Herr Reisinger, was brauchen die Landwirte, damit sie ihre Betriebe im Sinne von mehr Tierwohl führen?

Johann Reisinger: Wir leben in einer Gesellschaft, in der die Leistbarkeit von Fleisch das Problem ist. Tierwohl findet keine Abgeltung im Regal. Das Schnitzel von einem Schwein, das nach gewissen Tierwohlkriterien auf Teilspaltenböden mit Stroh und regionalem Soja gefüttert wird, müsste pro Kilo 15 Euro kosten, damit es für den Bauern kostendeckend ist. Ich rede da nicht einmal von Bio. Aber wer kann sich das leisten?

Müsste es höhere Förderungen geben?

Hören Sie auf mit dem Begriff Förderung. Ich will diesen Begriff nicht mehr hören. Das ist die Crux der Landwirte: Die Politik glaubt, mit der Zahlung von Förderungen an Bauern ihre Schuldigkeit geleistet zu haben. In Wirklichkeit ist der Bauer zum Bittsteller geworden.

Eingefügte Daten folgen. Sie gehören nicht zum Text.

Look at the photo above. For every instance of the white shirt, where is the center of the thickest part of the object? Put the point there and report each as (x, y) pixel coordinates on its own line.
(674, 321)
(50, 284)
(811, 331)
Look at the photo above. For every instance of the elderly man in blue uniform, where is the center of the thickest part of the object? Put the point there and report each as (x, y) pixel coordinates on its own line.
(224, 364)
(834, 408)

Ausgleichszahlungen an den Landwirt hat der Handel längst vom wahren Wert des Fleisches abgezogen und zum Teil an den Kunden weitergegeben. Dadurch verliert ja der Konsument die Realität zum Wert seiner Grundnahrungsmittel. Ein bäuerlicher Betrieb würde natürlich am liebsten von seiner Arbeit und vom Verkauf seiner Ware leben können.

Was wäre dafür nötig?

Die Regierung muss den Mut aufbringen, Grundpreise für Grundnahrungsmittel für die Bauern festzusetzen. Also auf Milch, Fleisch, Brot und Eier. Und gleichzeitig muss es auch einen Marktschutz geben. Für Ware aus dem Ausland muss es eine eindeutige Deklaration auch in der verarbeiteten Ware geben. Die Verantwortung liegt in der österreichischen Bundesregierung, dass unsere Bauern die Konsumenten mit hochwertigen Lebensmitteln versorgen können. So lange der Handel die Lebensmittelpreise in Form von Rabattschlachten gestaltet, werden Tierwohl und Klimaschutz, aber auch die bäuerliche Struktur auf der Strecke bleiben. Wenn Bauern in ihre Ställe im Sinne der Ökonomie, Ökologie und des Tierwohls investieren, brauchen sie Marktsicherheit für eine ganze Generation. Unsere Bäuerinnen und Bauern denken generationenübergreifend und sie können nicht innerhalb weniger Jahre ohne diese Sicherheit ihren Betrieb umgestalten.

Sie fordern also, dass der Handel von der Politik reguliert werden muss?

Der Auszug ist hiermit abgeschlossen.